The file ./KFOlCnqEu92Fr1MmEU9vAw.ttf already exists and overwrite is set to False.


## Loading the Checkpoint Data

### Load the Colormap

In [6]:
# The colormap path
colormap_path = list(checkpoint_dir.glob('*colormap.json'))[0]

# Load the JSON colormap data
with open(colormap_path, 'r') as file:
        colormap_json = json.load(file)

# Convert the JSON data to a dictionary        
colormap_dict = {item['label']: item['color'] for item in colormap_json['items']}

# Extract the class names from the colormap
class_names = list(colormap_dict.keys())

# Make a copy of the colormap in integer format
int_colors = [tuple(int(c*255) for c in color) for color in colormap_dict.values()]

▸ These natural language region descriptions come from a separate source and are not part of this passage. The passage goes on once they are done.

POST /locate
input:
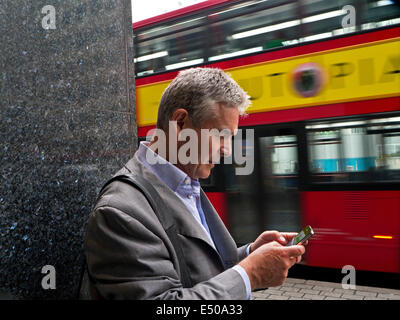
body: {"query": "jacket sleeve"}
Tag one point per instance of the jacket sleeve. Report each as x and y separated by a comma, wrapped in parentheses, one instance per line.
(128, 260)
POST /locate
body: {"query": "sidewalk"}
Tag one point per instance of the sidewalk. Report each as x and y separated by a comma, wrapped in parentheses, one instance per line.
(300, 289)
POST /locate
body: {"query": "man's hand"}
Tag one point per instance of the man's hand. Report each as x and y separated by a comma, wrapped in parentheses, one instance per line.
(268, 264)
(268, 236)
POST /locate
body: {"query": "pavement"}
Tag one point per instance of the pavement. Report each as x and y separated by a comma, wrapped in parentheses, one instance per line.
(300, 289)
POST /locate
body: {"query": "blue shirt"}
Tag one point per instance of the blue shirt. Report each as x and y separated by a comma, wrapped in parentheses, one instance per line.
(188, 190)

### Set the Preprocessing and Post-Processing Parameters

In [7]:
max_stride = 32
input_dim_slice = slice(2, 4, None)

## Defining Utility Functions

### Define a Function to Prepare Images for Inference

In [8]:
def prepare_image_for_inference(frame:np.ndarray, target_sz:int, max_stride:int):

    """
    Prepares an image for inference by performing a series of preprocessing steps.
    
    Steps:
    1. Converts a BGR image to RGB.
    2. Resizes the image to a target size without cropping, considering a given divisor.
    3. Calculates input dimensions as multiples of the max stride.
    4. Calculates offsets based on the resized image dimensions and input dimensions.
    5. Computes the scale between the original and resized image.
    6. Crops the resized image based on calculated input dimensions.
    
    Parameters:
    - frame (numpy.ndarray): The input image in BGR format.
    - target_sz (int): The target minimum size for resizing the image.
    - max_stride (int): The maximum stride to be considered for calculating input dimensions.
    
    Returns:
    tuple: 
    - rgb_img (PIL.Image): The converted RGB image.
    - input_dims (list of int): Dimensions of the image that are multiples of max_stride.
    - offsets (numpy.ndarray): Offsets from the resized image dimensions to the input dimensions.
    - min_img_scale (float): Scale factor between the original and resized image.
    - input_img (PIL.Image): Cropped image based on the calculated input dimensions.
    """

    # Convert the BGR image to RGB
    rgb_img = Image.fromarray(cv2.cvtColor(frame, cv2.COLOR_BGR2RGB))
    # Resize image without cropping to multiple of the max stride
    resized_img = resize_img(rgb_img, target_sz=target_sz, divisor=1)
    
    # Calculating the input dimensions that multiples of the max stride
    input_dims = [dim - dim % max_stride for dim in resized_img.size]
    # Calculate the offsets from the resized image dimensions to the input dimensions
    offsets = (np.array(resized_img.size) - input_dims) / 2
    # Calculate the scale between the source image and the resized image
    min_img_scale = min(rgb_img.size) / min(resized_img.size)
    
    # Crop the resized image to the input dimensions
    input_img = resized_img.crop(box=[*offsets, *resized_img.size - offsets])
    
    return rgb_img, input_dims, offsets, min_img_scale, input_img

### Define Functions to Process YOLOX Output

#### Define a function to generate the output grids

In [9]:
def generate_output_grids_np(height, width, strides=[8,16,32]):
    """
    Generate a numpy array containing grid coordinates and strides for a given height and width.

    Args:
        height (int): The height of the image.
        width (int): The width of the image.

    Returns:
        np.ndarray: A numpy array containing grid coordinates and strides.
    """

    all_coordinates = []

    for stride in strides:
        # Calculate the grid height and width
        grid_height = height // stride
        grid_width = width // stride

        # Generate grid coordinates
        g1, g0 = np.meshgrid(np.arange(grid_height), np.arange(grid_width), indexing='ij')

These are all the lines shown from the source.